Stacy Alcantara's picture

Two thousand fifteen is just half a decade away.  That means we only have five more years to make a tangible and visible change in the lives of millions of people especially those in the developing world. That means we have five New Years and Christmases more before we can completely fulfill our promise to the world’s poorest people.

So much to do and so little time. Let’s not forget that we didn’t only make one or two promises. We made eight promises based on the Millennium Development Goals and we simply cannot let the developing world down. Gender empowerment is one particular goal which we still need to heavily work on, considering that many developing countries and patriarchal societies have yet to break free from the shackles of gender stereotyping. Gender empowerment may even be one of the most crucial keys towards achieving the rest of the other goals like poverty, hunger, and health.

Although there have been numerous efforts in achieving gender empowerment and equality in development countries, it’s safe to say that more often than not, many such initiatives wither before they can actually take root. This snuffs out the sparks of hope that many disadvantaged women rely on to break free from the vicious cycle of violence and poverty. Yet despite the fact there have been many failed programs and failed attempts for women, there are also success stories worthy of drawing inspiration from.  One such example is that of Naga City in the Bicol Region of the Philippines.

According to a report in the PhilGAD Portal of the National Commission of the Role of Filipino Women entitled “Women Empowerment and Development: the Experience of Naga City,” laws and ordinances geared towards promoting women’s empowerment and gender equality, partnerships between the public and private sectors, and budget commitments are essential elements in ensuring that initiatives for women are both institutionalized and sustainable.

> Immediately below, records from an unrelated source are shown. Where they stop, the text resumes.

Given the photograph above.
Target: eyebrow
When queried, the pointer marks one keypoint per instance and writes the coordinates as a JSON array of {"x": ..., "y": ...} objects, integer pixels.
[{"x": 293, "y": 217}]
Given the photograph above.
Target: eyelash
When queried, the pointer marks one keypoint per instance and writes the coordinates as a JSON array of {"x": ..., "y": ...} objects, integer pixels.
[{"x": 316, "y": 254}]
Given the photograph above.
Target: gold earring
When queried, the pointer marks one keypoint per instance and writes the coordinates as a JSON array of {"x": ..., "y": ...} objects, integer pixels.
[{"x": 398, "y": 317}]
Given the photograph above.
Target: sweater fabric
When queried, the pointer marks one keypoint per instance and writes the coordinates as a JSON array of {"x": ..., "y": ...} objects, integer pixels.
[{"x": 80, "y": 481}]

The Women Development Code of Naga City can be considered a great step in the city’s efforts to actualize the potentials of many women. The code doesn’t only identify key gender issues like low participation of women in the economic sector, domestic violence, commoditization, and the like, but it points out key solutions in targeting many of these issues thereby allowing more women to break the glass the ceiling.

The code empowers many women NGOs by ensuring that women as a disadvantaged sector are well represented in many of the government’s standing committees. Apart from that, the budget for gender empowerment has also been increased to ensure that the programs and services for women are made more sustainable in the long run. Summits for women have also been held in order to ensure that emerging issues are identified and addressed. The code has also paved the way for a more gender sensitive framework in the education curricula.

Naga City’s efforts are inspiring in that despite the challenge posed by limited resources, initiatives continue to be made in order to solve existing problems on gender. If Naga City was able to pull it off, there is no reason why other cities in developing nations can’t. This is the perfect example of thinking globally and yet acting locally.